In the present work we shall show the possibility of calculating the temperature dependence of the heat capacity of solids with allowance for a frequency distribution described by a law close to the Gaussian one. In a previous note (^6) attention was drawn to the necessity of allowing for dimensionality in the distribution of frequencies, which subsequently was also considered by a number of authors ((^7,^8) and others). With the approach adopted here to the problem of calculating the temperature dependence of heat capacity, it is also possible to allow for dimensionality, as follows from the expressions obtained; however, we shall restrict ourselves to the case of an isotropic solid.

The frequency distribution adopted by us, to a known approximation, can be described by an expression of the form

\[ \frac{dz}{d\nu} = A\nu^p e^{-\alpha \nu^n}. \tag{1} \]

However, for simplification, apparently without making a large error, we shall confine ourselves to approximating the curve of the frequency distribution over the vibration spectrum by an equation of the form (Fig. 1)

\[ \frac{dz}{d\nu}=A\nu^p e^{-\alpha \nu}. \tag{1a} \]

Since the total number of vibrations \(z\) in a gram-atom of a solid is equal to \(3N\), we have

\[ z=3N=\int_0^\infty A\nu^p e^{-\alpha \nu}\,d\nu =A\frac{\Gamma(p+1)}{\alpha^{p+1}}, \tag{2} \]

whence \(A=3N\alpha^{p+1}/\Gamma(p+1)\), and the frequency \(\nu_0\) corresponding to the maximum on the distribution curve, which we shall take as the characteristic frequency, will then be equal to \(\nu_0=p/\alpha\). Then the characteristic temperature \(\theta\) will be equal to

Fig. 2

\[ \theta=\frac{h\nu_0}{k}=\frac{hp}{k\alpha}. \tag{3} \]

In this case the total vibrational energy, or the internal energy of the solid, will be equal to

\[ \Delta U = A\int_0^\infty \frac{h\nu\cdot \nu^p e^{-\alpha \nu}\,d\nu}{e^{h\nu/kT}-1}, \tag{4} \]

whence, with sufficient approximation, we obtain

\[ \Delta U = 3RT\left(\frac{T}{\theta}\right)^{p+1} \frac{p^{p+1}}{(pT/\theta+1)^{p+1}}. \tag{5} \]

Since for an isotropic solid one may put \(p\geq 2\), in this case, for \(p=2\),

\[ \Delta U = 24RT\frac{(T/\theta)^3}{(2T/\theta+1)^3}. \tag{6} \]

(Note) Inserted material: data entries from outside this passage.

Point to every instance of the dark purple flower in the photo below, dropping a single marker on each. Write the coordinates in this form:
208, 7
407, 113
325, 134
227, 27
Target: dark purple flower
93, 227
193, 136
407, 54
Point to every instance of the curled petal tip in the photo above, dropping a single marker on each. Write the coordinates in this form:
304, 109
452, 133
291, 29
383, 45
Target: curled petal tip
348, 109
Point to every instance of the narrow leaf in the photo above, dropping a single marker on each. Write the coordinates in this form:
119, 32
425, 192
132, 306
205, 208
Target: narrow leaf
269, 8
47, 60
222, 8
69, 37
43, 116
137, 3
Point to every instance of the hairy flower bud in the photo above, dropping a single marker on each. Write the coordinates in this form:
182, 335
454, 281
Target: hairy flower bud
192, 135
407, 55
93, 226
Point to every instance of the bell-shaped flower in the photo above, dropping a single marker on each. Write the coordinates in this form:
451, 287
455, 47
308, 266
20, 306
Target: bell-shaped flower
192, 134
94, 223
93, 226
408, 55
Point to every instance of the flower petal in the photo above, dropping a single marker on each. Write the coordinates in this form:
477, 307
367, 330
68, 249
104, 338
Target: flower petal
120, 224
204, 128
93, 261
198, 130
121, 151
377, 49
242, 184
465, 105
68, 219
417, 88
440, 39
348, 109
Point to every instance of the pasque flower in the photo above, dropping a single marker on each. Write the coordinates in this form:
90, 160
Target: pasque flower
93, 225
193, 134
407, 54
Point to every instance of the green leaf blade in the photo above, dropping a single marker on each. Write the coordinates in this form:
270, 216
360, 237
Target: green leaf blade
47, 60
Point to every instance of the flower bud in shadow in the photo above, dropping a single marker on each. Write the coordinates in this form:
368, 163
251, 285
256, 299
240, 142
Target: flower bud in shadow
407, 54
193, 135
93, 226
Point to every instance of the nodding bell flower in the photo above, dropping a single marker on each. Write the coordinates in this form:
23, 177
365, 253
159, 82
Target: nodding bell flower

On the basis of formula (6), for the temperature dependence of the heat capacity of an isotropic solid we obtain

\[ C = 3Rp^{p+1} \frac{(T/\theta)^{p+1}\,[pT/\theta+p+2]}{(pT/\theta+1)^{p+2}}; \tag{7} \]

for \(p=2\)

\[ C = 3R\frac{(T/\theta)^3(2T/\theta+4)}{(T/\theta+1/2)^4}. \]

Figure 2 shows the curve of the change in the vibrational heat capacity of the lattice of a solid as a function of \(T/\theta\). The adopted characteristic temperature is approximately three times smaller than the Debye temperature.

Experimental data on the temperature dependence of the heat capacity of various solids are well described by the expression obtained. The simplicity of the resulting law for the variation of the heat capacity of solids as a function of temperature opens broad possibilities for its application in the most diverse thermodynamic and other physical calculations.

Received
25 III 1957

REFERENCES

¹ A. Einstein, Ann. d. Phys., 22, 180, 800 (1906); 34, 170 (1911). ² P. Debye, Ann. d. Phys., 39, 789 (1912). ³ M. Born, T. Karman, Phys. Zs., 13, 297 (1912); 14, 15 (1913). ⁴ M. Blackman, Zs. Phys., 86, 421 (1933). ⁵ A. F. Ioffe, Collection: Problems in the Theory and Study of Semiconductors and Semiconductor Metallurgy, Publishing House of the Academy of Sciences of the USSR, 1945, p. 5. ⁶ N. N. Sirota, DAN, 47, No. 1, 40 (1945). ⁷ V. V. Tarasov, DAN, 46, No. 1 (1945). ⁸ I. M. Lifshits, ZhETF, 22, 471, 475 (1952).